Prosonix's SAX technology in conjunction with sononucleation has been shown to be very useful for the production of nano- and micrometre-sized particles formulated for drug inhalation as nanosuspensions. The technology allows the reproducible production of regular spherical particles that have unique nanotopologies with improved absorption characteristics.
"The application of ultrasound to initiate and control crystallisation has been attracting more attention from potential users than has sonochemistry," says Ruecroft. "This is because the effects of ultrasound are more clearly defined from a processing perspective and more easily demonstrated, and also because conventional Crystallisation processes can sometimes be difficult to nucleate and make particle size control difficult.

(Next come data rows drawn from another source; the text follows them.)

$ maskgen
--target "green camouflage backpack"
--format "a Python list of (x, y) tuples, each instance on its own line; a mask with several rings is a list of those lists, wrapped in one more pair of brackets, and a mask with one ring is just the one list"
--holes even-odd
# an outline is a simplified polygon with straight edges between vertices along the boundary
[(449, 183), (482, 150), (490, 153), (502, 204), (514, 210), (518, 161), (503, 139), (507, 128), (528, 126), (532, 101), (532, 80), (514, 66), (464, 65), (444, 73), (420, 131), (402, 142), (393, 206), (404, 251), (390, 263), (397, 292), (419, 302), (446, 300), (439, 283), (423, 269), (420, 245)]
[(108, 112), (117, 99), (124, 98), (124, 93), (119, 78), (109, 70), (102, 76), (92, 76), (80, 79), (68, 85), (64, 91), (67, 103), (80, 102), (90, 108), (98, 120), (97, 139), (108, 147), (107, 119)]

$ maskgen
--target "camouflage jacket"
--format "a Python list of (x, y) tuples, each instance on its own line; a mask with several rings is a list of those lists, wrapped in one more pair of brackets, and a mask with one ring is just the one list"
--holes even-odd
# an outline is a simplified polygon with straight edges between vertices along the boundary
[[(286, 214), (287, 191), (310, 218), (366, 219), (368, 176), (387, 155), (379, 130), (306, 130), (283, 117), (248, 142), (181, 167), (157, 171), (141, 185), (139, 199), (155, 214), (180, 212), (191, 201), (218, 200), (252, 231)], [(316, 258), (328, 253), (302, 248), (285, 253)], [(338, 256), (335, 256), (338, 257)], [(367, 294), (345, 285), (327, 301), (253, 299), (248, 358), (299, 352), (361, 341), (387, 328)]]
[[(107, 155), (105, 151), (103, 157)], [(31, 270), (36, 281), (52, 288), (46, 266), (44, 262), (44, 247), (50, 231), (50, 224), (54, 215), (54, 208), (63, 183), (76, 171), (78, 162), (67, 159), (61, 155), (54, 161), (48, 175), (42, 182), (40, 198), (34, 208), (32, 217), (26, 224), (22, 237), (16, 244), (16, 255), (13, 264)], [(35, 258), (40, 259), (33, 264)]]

Ultrasound can be applied at a pre-defined level of supersaturation, and then continued until online monitoring indicates otherwise.
Ultrasound also provides control over the nucleation regime and allows the nucleation-crystal growth balance to be controlled in order to optimise product and particle properties. "Recent developments have enabled the application of ultrasound technologies at larger scale, and there is major potential for ultrasonic processing for crystallisation and in turn sonocrystallisation to be more extensively used in producing micrometre-sized particles for drug inhalation.
There may also be further applications in biotechnology, such as enhancing biocatalytic processes and in crystallisation of proteins, but these are areas that remain to be researched more fully," concludes Ruecroft.
SAX crystals of Budesonide (a synthetic steroid and potent anti-inflammatory).